The primary constraints on latency are in the membership which is done via Corosync. In addition, plocks via GFS are also latency sensitive.
For the context of this bug, we are not concerned about GFS over high latency links, just the core cluster infrastructure.
What we need to do is simulate high latency links and test out the HA stacks to determine what is the highest latency that we can support w/o needing to make significant code or configuration (timeout) changes.
Then we can begin officially QE testing at this higher latency and support links with up to this delay.
This bug for the time being should be considered TestOnly, but it needs testing first from development perspective before QE can begin running more comprehensive tests.
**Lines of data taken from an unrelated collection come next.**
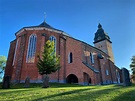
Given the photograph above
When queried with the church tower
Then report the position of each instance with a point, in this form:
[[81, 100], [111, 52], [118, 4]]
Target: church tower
[[102, 42]]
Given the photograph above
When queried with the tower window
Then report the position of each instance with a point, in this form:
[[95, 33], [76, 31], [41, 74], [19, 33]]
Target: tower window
[[53, 38], [31, 49], [107, 73], [91, 58], [70, 58]]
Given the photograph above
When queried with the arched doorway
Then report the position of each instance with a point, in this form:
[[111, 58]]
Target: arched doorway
[[87, 79], [72, 78]]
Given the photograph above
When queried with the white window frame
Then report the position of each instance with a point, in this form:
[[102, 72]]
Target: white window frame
[[91, 57]]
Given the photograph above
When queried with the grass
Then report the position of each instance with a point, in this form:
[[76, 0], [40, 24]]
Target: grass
[[67, 92]]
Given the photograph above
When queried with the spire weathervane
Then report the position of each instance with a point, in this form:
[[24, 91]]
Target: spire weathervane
[[44, 16]]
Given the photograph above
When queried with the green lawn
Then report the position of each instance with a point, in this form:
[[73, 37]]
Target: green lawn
[[66, 92]]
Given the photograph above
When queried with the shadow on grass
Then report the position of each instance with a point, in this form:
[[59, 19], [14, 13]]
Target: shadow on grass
[[81, 94]]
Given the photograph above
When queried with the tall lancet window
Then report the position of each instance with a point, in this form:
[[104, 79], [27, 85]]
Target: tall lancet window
[[15, 51], [70, 58], [31, 49], [91, 57], [53, 38]]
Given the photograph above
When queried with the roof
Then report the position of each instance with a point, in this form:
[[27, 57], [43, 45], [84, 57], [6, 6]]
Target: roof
[[43, 25]]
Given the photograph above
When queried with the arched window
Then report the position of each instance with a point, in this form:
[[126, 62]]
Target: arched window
[[53, 38], [70, 58], [15, 51], [91, 57], [31, 49]]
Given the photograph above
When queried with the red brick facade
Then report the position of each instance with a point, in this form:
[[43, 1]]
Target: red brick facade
[[81, 70]]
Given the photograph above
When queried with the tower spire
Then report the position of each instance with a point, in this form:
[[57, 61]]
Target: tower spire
[[99, 26], [44, 16]]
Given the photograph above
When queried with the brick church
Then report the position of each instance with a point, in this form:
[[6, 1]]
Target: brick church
[[80, 62]]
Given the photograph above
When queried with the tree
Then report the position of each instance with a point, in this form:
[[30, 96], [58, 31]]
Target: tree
[[2, 65], [132, 66], [49, 62]]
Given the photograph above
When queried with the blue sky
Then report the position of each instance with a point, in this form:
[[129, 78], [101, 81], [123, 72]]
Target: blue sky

The initial use case is to run stretch clusters with 2 sites and between 1 and 8 nodes at each site. The membership list should be configured so that the Totem token does not bounce back and forth the high latency link, but crosses it minimally. (i.e. nodes 1-8 on SiteA and 9-16 on SiteB, meaning token only crosses high latency link between nodes 8 and 9 and between nodes 16 and 1)
If specific code changes are required to support this, the engineers testing this feature should file dependent bugs on their components (for example a bug on Corosync)
Corosync with properly set timeouts (specially token timeout) should be able to handle non lan conditions quite well. It is really testonly.
Development Management has reviewed and declined this request.
You may appeal this decision by reopening this request.